Tuesday, January 8, 2013

Kicking off 2013 with Regina Holliday

One of the great assets of dipping into social is the opportunity to watch movements and events - from political uprisings to breaking news like Sandy Hook - take place.  Some flare then fall away. Others begin as a small spark and grow steadily until one tipping point after another is scaled. Then suddenly, everyone wonders what it must have been like before. 
          Regina Holiday is one of those sparks.  I've been following her work and advocacy for more than two years with sheer admiration for her guts, passion, intelligence and relentless determination to set things right.  Hers is so much more than, "I never want what happened to me to happen to anyone else," even though this is certainly part of her mission.
          That mission involves medical data, patient empowerment and making possible the movement toward centered patient care.
          Every hospital in the country is going to tell you they practise patient-centered care.  But patient centered care in its loosest definition, includes (not excludes) the patient's significant other,  an explanation of the patient's diagnosis and outlined treatment plan, a copy of that plan, an explanation of tests and procedures,  repeated as many times as the patient and significant other needs to grant approval. As I said, this is a loose definition.
          Regina Holliday and her husband, Fred, received none of this in a large hospital in the greater DC area in 2009.  From the bare outline of her story you'd think it was something from the dark ages.  It wasn't.  Her husband died on June 17, 2009, just two short months after being diagnosed with a Stage IV renal carcinoma.  This diagnosis had been missed -- the symptoms not even investigated - on four separate occasions.  In a major metropolitan area.  He was given antibiotics, then pain killers and told to go home.
         But  Regina and Fred's story doesn't end in tragedy.  It only begins there.
Little Miss A-Type: Regina Holliday's jacket. 
         Regina transformed her grief into action.  An artist by inclination and training, she documented their story in murals, paintings.  She spoke publicly, at prestigious patient conferences and symposiums.
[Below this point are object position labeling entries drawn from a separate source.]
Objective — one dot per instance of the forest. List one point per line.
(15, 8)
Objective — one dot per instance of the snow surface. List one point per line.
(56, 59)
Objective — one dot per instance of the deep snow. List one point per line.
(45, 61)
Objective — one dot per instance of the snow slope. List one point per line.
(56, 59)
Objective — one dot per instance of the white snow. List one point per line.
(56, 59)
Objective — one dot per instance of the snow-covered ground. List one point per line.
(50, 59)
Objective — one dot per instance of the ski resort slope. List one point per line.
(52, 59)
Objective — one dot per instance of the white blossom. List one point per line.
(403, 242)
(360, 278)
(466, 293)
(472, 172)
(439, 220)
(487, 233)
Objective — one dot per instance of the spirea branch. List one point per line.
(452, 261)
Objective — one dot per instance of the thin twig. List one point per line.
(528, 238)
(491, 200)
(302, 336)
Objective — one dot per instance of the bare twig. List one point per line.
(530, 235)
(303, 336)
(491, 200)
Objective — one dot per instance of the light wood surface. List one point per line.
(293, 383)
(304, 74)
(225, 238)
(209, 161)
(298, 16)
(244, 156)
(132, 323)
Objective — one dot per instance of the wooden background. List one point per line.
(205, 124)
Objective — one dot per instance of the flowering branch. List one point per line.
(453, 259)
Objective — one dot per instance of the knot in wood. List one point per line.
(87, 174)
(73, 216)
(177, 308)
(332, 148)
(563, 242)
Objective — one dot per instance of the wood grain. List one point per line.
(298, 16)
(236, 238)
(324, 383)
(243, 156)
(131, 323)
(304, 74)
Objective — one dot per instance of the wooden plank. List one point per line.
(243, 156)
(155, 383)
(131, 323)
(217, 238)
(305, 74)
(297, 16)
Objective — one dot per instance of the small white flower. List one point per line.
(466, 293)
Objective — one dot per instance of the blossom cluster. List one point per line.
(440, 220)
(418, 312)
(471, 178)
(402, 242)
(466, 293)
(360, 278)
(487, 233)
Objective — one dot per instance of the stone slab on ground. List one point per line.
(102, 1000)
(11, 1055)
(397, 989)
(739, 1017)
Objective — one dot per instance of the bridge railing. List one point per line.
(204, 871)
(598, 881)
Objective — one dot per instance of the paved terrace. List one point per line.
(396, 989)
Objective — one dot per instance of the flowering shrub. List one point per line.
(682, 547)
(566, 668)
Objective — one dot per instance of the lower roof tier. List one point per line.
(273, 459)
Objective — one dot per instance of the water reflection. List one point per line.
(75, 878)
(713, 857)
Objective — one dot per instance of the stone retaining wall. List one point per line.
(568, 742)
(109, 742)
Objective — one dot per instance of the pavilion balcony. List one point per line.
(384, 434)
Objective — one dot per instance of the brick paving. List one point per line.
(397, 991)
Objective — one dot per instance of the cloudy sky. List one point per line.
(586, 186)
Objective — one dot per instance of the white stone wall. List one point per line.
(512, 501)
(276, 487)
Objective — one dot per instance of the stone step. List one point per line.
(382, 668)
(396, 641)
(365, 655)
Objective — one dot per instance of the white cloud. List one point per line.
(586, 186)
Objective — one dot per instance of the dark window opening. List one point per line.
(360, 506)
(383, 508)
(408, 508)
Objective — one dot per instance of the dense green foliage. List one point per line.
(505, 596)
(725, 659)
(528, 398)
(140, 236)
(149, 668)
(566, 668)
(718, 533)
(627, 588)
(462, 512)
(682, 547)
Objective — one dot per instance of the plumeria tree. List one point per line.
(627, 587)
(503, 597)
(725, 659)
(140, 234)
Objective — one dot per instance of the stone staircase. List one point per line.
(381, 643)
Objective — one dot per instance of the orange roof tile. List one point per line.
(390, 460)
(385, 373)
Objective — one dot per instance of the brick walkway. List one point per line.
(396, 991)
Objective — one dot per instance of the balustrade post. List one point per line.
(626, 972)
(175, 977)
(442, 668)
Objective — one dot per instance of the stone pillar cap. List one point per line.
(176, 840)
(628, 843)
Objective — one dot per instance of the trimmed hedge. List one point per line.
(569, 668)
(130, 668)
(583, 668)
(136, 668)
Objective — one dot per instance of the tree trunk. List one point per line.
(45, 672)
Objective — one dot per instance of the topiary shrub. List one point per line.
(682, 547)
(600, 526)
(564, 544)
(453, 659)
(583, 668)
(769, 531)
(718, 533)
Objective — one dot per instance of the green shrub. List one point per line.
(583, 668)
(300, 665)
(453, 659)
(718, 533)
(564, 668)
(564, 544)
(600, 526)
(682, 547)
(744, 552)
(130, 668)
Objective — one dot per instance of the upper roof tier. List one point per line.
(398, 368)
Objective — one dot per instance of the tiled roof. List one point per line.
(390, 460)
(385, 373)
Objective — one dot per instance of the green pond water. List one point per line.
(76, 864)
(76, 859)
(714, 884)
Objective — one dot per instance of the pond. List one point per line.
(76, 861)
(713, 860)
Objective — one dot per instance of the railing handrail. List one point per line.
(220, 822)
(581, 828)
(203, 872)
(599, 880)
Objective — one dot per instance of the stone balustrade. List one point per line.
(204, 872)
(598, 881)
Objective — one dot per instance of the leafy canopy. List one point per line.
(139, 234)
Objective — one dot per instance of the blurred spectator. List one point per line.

She became the visual reality of the epatient- "give me my data" movement that is part of the Society for Participatory Medicine.
         For all these reasons and so many more - we had Regina as our first guest for 2013 on #BCSM last night.  It was 60 bristling minutes of discussion about change, educating others, and taking charge of our own health.
        I've put together a Storify of the chat here and the full Symplur transcript here:
        When Regina asked the (alleged, my very obvious editorial judgement) oncologist for details about her husband's diagnosis, her referred to her as Little Miss A-Type Personality. 
         Little did he know he was messing with the wrong woman.


katie ford hall said...

Fascinating. Thanks Jody.


Dee said...

I was jumping in and out of the discussion last night. Thanks for sharing more of her story and the script.

Jody said...

She is an amzing advocate!

Thanks for joining us last night. Please hop on a conversation again.


Anonymous said...

Regina's passion, imagination, and ability to tie her art directly to the emotional aspects and concepts of data related to a patient’s records is profound. Until last night I never gave my medical records much thought, I’ve just thrashed through the system to get what I needed when changing institutions, and currently see limited records in MyHealth…but, can now see how important it will be to pull some semblance of order given my diagnoses.

Unknown said...

Brilliant description of Regina's mission and biography. Thank you, Jody, for sharing her with us. You too are an amazing advocate!